Software Startups: How To Increase Your Chances Of Success by 3X


Apologies for the traffic-magnet nature of the title of this article (it’s early and I haven’t had my coffee yet).  Hopefully you won’t feel like I misled you too much.

Here is my sure-fire recipe for increasing the chances of success for your software startup by 3X – where X is some value between 0 – 100% (inclusive).  For purposes of this discussion, I’m going to assume you’re a software developer looking to start a company.  This makes it easier for me, because that’s the model I know and somewhat understand.

Recipe For Software Startup Success

Step 1:  Pick the right customers.  These are customers that have problems that you are very good at solving.  The problems they have should be something they’re willing to spend money to solve.   These problems should be shared by other customers.  They (the customer) are smart enough to know that it is in their interest to help you create a reusable solution.  (Corollary:  Avoid customers that are demanding solutions that are simply so specific that it is impossible to leverage the result for anyone else).  You want customers that will work with you to solve a market problem while simultaneously solving their problem.  These customers are not easy to find, but you’ll know them when you talk to them.  Better yet, you may already have a relationship with them from a prior company.  [Observation:  Companies started by people that already know where/how to find these “right” early customers are much more likely to succeed].

Step 2:  Let these customers direct your product development.  Your job is to stay on top of their feature requests and needs.  Listen, respond, repeat.  Your job is to solve 100% of these customer’s needs while simultaneously being mindful of how the product you are building can be used more broadly.  This is not easy.  But if it were easy, any schmuck could start a software company.  You’re not just any schmuck.  The goal is to have a product that emerges from these early customer collaborations.  If you picked the right customers (see Step 1), then you’ll find that you are continually moving down a path that makes finding future customers easier.  [Note:  Don’t use this as an excuse to create bloat-ware.  You know better than that.]

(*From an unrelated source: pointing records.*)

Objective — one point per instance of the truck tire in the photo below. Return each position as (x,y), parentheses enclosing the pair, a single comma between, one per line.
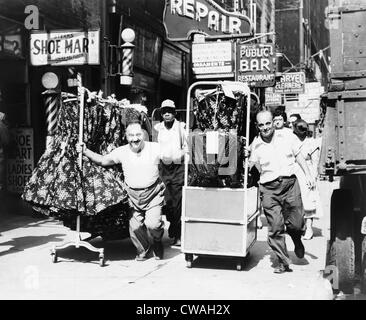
(342,249)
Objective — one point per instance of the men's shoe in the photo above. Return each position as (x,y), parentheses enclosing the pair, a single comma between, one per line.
(143,256)
(299,248)
(158,250)
(308,234)
(282,268)
(176,242)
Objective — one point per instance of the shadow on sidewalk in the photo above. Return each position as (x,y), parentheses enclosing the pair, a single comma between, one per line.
(114,251)
(24,243)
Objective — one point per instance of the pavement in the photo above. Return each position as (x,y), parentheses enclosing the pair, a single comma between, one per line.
(27,272)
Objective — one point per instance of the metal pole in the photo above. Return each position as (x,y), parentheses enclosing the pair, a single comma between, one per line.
(301,33)
(81,132)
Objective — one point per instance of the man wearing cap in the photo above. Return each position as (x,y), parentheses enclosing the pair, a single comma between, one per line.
(173,147)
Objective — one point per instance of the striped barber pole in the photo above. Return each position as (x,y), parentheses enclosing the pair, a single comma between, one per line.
(127,61)
(52,106)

Step 3:  Repeat Step 1 and Step 2 as often as possible.  Use the resulting revenues to recruit people that are also good at Step 1 and/or Step 2.  

That’s it.  It really is that simple.  The biggest advantage of a software startup (vs. other types of businesses like a consulting company) is high gross margins.  You build it once and sell it (hopefully) thousands or millions of times.  That’s why folks like you are attracted to the software industry.  The trick is figuring out how to build that “right product” on limited resources.  Most software startups die because they’re never able to find that “right product” idea that takes off in the market.  My advice:  Don’t try to figure this out.  Get good at finding the right customers.  Then, good get at solving their problem in a way that’s useful for others.  The rest are details.